Two tribal nations are accusing social media companies of contributing to high rates of suicides that disproportionately affect Native American youth
Two tribal nations are accusing social media companies of contributing to the disproportionately high rates of suicide among Native American youth.
Their lawsuit filed Tuesday in Los Angeles county court names Facebook and Instagram’s parent company Meta Platforms; Snapchat's Snap Inc.; TikTok parent company ByteDance; and Alphabet, which owns YouTube and Google, as defendants.
Virtually all U.S. teenagers use social media, and roughly one in six describe their use as “almost constant,” according to the Pew Research Center.

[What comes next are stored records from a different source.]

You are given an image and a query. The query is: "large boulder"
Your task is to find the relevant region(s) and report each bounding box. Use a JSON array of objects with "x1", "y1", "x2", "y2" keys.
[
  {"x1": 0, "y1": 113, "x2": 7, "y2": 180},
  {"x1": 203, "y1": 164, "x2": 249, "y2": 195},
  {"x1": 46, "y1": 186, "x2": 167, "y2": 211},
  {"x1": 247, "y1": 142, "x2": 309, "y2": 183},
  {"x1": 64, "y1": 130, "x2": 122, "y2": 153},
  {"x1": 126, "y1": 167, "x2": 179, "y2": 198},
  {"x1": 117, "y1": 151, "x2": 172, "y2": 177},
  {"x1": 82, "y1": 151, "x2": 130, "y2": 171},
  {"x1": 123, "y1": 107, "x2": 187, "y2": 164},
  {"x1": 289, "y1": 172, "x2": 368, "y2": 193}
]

But Native youth are particularly vulnerable to these companies' addictive “profit-driven design choices,” given historic teen suicide rates and mental health issues across Indian Country, chairperson Lonna Jackson-Street of the Spirit Lake Tribe in North Dakota said in a press release.
“Enough is enough. Endless scrolling is rewiring our teenagers’ brains,” added Gena Kakkak, chairwoman of the Menominee Indian Tribe of Wisconsin. “We are demanding these social media corporations take responsibility for intentionally creating dangerous features that ramp up the compulsive use of social media by the youth on our Reservation.”
Their lawsuit describes “a sophisticated and intentional effort that has caused a continuing, substantial, and longterm burden to the Tribe and its members,” leaving scarce resources for education, cultural preservation and other social programs.